Ein Riesenteddy
Jeden Donnerstag wieder ein Gegenstand und die Erinnerungen, die ich damit verbinde. Heute: Ein Riesenteddy.
Als ich klein war, hießen alle Teddys Otto, zumindest in meiner Welt. Es gab Ottopapa, Ottomama, Ottobaby, Ottoschwester… Eine ganze Familie von Ottos. (Das ist so eine kindliche Logik – denn schließlich war es damals ja auch logisch, dass die Frau vom Papagei eine Mamagei ist, und dass ihr Kind das Babygei ist. Ist klar, ne?)
Besonders wichtig waren dabei Ottopapa und Ottobaby, da ich beide schon seit dem ersten Lebensjahr hatte. Ottopapa war einfach riesig – gerade als kleines Mädchen von 2 oder3 Jahren war er immer noch fast so groß wie ich, und vor so einem großen Bär hatte ich irgendwie Angst. Ottobaby dagegen war ein kleiner, grauer Bär, ungefähr von der Größe einer erwachsenen Hand. Rote Nase, schwarze Knopfaugen, karierte Schleife. Unfassbar frech, das Viech. Mein Vater hat ihm eine Stimme verliehen, und wenn Papa mir nicht gerade Zirkusgeschichten erzählte, gab Ottobaby eine Erklärung dafür, warum mein Zimmer immer so unordentlich war. Der kleine Bär war vollkommen anarchistisch: Er feierte wilde Partys im Barbiehaus, verwüstete mein Zimmer und war süchtig nach Honig und Fischdosen. Und er gab extrem viele Schimpfwörter von sich, was natürlich besonders toll war. Ich hab den kleinen Bären geliebt, und ich glaube, mein Vater liebte ihn noch ein bisschen mehr. Deswegen war es umso tragischer, als ich dann mit 12 verloren habe – er ist nie wieder aufgetaucht, und ich habe so richtig um ihn getrauert.

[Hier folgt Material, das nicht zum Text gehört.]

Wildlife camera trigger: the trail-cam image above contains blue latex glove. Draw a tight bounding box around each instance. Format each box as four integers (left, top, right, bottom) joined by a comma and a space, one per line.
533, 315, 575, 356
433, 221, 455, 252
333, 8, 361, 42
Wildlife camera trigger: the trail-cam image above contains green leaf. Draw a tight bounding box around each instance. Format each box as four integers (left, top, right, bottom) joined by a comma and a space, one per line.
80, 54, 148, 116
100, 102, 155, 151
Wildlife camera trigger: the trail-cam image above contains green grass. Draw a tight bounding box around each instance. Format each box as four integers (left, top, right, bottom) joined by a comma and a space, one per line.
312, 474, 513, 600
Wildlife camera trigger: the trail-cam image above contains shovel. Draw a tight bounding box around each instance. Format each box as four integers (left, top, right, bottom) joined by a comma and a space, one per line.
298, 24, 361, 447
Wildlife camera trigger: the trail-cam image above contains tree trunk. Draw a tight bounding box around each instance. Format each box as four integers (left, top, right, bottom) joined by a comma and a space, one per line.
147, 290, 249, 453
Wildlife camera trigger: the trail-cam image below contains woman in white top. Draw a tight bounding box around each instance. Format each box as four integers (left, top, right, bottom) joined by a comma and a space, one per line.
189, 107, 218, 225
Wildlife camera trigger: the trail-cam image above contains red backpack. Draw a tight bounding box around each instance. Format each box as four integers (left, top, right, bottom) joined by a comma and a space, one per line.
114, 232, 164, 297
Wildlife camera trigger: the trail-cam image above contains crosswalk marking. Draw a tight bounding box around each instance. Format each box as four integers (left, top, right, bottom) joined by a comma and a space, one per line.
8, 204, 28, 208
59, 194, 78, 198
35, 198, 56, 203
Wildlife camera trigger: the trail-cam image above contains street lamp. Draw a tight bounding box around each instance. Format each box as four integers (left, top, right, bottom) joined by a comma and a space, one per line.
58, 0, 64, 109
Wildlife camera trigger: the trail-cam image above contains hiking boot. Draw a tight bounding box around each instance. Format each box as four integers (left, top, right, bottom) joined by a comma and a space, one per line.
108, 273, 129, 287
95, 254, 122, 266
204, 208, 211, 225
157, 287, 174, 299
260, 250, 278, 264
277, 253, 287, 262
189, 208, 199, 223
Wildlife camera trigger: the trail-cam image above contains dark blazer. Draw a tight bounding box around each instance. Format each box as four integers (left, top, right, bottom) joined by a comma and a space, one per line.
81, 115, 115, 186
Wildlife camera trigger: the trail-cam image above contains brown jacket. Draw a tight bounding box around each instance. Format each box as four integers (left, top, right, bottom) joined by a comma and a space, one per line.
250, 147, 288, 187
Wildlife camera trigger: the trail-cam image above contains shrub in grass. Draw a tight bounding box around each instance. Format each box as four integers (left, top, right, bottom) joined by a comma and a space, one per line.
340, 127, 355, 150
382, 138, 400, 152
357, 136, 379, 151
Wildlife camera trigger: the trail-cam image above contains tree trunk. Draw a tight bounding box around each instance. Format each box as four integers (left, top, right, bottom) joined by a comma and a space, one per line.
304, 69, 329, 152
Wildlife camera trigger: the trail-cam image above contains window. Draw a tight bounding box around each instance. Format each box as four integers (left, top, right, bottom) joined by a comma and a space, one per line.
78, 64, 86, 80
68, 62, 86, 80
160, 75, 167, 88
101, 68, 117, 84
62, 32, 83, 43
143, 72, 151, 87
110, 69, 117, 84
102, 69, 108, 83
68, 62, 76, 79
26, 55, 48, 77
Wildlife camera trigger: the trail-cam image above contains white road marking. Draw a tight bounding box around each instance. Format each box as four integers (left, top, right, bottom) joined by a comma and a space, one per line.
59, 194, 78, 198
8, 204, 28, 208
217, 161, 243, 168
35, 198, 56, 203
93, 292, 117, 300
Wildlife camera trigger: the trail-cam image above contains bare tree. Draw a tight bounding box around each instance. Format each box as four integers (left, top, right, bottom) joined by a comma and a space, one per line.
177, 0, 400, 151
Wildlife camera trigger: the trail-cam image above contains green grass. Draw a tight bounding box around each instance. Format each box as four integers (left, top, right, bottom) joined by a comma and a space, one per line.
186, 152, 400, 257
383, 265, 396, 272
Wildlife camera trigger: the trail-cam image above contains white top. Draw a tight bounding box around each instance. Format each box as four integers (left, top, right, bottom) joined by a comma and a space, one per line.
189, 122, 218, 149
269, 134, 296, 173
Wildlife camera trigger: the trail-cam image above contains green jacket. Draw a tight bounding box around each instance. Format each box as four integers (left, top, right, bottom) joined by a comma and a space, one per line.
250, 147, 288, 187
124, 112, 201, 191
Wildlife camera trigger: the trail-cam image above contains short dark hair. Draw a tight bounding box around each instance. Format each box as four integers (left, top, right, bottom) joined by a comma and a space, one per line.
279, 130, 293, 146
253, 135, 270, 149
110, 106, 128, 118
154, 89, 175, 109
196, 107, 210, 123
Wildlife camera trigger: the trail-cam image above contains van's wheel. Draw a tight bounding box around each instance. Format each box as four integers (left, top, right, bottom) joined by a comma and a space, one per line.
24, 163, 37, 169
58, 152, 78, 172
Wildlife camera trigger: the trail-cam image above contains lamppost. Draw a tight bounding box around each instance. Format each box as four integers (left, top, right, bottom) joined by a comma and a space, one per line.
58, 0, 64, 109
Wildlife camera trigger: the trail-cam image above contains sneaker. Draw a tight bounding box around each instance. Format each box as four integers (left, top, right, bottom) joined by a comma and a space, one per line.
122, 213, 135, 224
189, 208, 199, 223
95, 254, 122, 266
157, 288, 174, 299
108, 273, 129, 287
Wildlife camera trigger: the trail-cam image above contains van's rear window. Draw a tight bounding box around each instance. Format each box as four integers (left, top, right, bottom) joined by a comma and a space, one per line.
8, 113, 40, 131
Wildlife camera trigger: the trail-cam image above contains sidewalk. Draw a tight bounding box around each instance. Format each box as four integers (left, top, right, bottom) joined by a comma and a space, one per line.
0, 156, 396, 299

Ottopapa dagegen ist noch immer in meinem Leben. Er dient als zweites Kissen, wenn ich lese, und er hat sogar mal in einem Theaterstück mitgespielt, als ich im letzten Jahr mit Freunden den „Zusammenstoß“ von Kurt Schwitters erarbeitet habe, wo ein sprechender Bär und ein Eifersuchts“drama“ rund um diesen Bären eine Rolle spielt. Mein Kindheits-Teddy kennt also mittlerweile auch die Bretter, die die Welt bedeuten.